Intanto sale il tasso di incidenza e il tasso di ospedalizzazione in tutte le fasce d’età. Altissimo l’indice di trasmissibilità, 1,40, molto al di sopra della cosiddetta soglia epidemica. Per difenderci dalla fase furiosa della pandemia il ministero della Salute farà partire da domani il quarto vaccino per gli over 60. Naturalmente di fronte a questa situazione non giovano gli scontri tra virologi cui assistiamo puntualmente. L’infettivologo Pierluigi Viale, direttore delle Malattie infettive del Sant’Orsola di Bologna, ha affermato che «il virus va fatto circolare» perché «non è più quello del 2020». Questo per evitare di «bloccare gli ospedali». C’è chi, come Matteo Bassetti, direttore della clinica malattie infettive dell’ospedale San Martino di Genova, si schiera apertamente con il collega. Sintetizzando, la sua opinione sarebbe questa: «Ogni medico di questo mondo è d’accordo con Viale: noi dobbiamo tutelare fragili e anziani ma il resto della popolazione che è vaccinata o è entrata in contatto con il virus perché si è contagiata può stare tranquilla. Per questo è un bene che circoli tra i giovani». A parere di Bassetti bisogna smettere di fare i tamponi agli asintomatici perché il rischio, concreto, è che si «blocchino gli ospedali che “salterebbero” in aria certo non per le polmoniti da Covid». Naturalmente non tutti la pensano come Viale e Bassetti nel mondo scientifico. «Ma sì, facciamolo circolare indisturbato, così invece che 100 morti al giorno ne abbiamo qualche centinaio in più» è lo sfogo sarcastico di Walter Ricciardi, consulente del ministero della Salute. «E facciamolo circolare soprattutto negli ospedali, dove notoriamente ci vanno i più vigorosi e dove il personale è giovane e forte».

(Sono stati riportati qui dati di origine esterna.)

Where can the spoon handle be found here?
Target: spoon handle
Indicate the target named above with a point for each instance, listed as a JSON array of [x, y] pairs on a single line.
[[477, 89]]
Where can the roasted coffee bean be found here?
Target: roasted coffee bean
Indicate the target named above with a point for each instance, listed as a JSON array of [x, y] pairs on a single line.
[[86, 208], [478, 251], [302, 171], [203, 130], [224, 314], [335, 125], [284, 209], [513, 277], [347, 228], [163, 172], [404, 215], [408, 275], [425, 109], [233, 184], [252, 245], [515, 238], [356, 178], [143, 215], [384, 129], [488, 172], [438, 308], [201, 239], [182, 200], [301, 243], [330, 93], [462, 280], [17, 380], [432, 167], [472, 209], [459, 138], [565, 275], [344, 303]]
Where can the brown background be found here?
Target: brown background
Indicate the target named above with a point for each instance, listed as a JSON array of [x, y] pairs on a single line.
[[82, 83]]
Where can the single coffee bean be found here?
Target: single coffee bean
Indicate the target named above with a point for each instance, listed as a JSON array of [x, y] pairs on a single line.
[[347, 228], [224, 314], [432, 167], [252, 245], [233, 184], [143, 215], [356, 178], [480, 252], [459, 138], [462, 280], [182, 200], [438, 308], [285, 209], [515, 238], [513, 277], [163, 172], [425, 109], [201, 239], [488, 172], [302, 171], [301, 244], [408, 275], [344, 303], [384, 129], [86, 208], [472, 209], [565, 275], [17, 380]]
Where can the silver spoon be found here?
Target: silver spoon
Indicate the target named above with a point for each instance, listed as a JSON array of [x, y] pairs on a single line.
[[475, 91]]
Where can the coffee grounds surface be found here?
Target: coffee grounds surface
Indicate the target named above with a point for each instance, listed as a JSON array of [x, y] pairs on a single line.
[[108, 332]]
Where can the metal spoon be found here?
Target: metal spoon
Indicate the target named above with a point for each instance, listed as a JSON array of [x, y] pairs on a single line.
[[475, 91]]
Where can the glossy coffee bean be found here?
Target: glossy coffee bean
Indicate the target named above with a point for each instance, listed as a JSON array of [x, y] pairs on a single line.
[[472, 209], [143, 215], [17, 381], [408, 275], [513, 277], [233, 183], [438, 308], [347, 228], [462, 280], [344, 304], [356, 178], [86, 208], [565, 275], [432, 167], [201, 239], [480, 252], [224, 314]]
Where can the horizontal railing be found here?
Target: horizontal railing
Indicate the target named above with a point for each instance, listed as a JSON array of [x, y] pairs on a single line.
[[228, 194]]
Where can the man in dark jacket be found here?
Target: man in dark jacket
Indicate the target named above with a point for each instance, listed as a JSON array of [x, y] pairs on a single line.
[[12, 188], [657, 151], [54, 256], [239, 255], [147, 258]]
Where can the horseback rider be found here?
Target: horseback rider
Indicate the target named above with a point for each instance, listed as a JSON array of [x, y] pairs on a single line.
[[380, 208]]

Per Fabrizio Pregliasco ci saranno altre ondate. Sta accadendo quello che avevamo già presagito: dobbiamo convivere e lottare col virus. «La speranza», dice Pregliasco, «è che non arrivino varianti molto cattive, e quindi che le prossime saranno come le onde provocate da un sasso lanciato nello stagno, con la tendenza a ridursi».

Intanto adesso la situazione è precipitata e richiede attenzione, con i numeri dei nuovi casi che da giorni volano sopra i 100mila contagi. Il picco previsto sarà tra un paio di settimane, prima di fine luglio. Che fare? Certo non possiamo tornare ai giorni del lockdown, almeno per ora (e speriamo mai) ma è necessario non abbassare la guardia e mettere in atto quelle misure che ci preservano dal contagio: le mascherine, soprattutto in luoghi chiusi ed evitare luoghi affollati. E soprattutto proteggere anziani e fragili in tutti i modi, mettendoli in condizioni di sicurezza, loro sì isolandoli. Dobbiamo tener duro soprattutto con loro: non è un’estate come le altre, la gente va in vacanza, va in giro per strada, ma il Covid per fragili e anziani è pericoloso come ai tempi del lockdown. Ci sono cento morti al giorno, cade un aereo ogni 24 ore, non dimentichiamolo mai, non dobbiamo assuefarci, «mola mia» si dice da queste parti.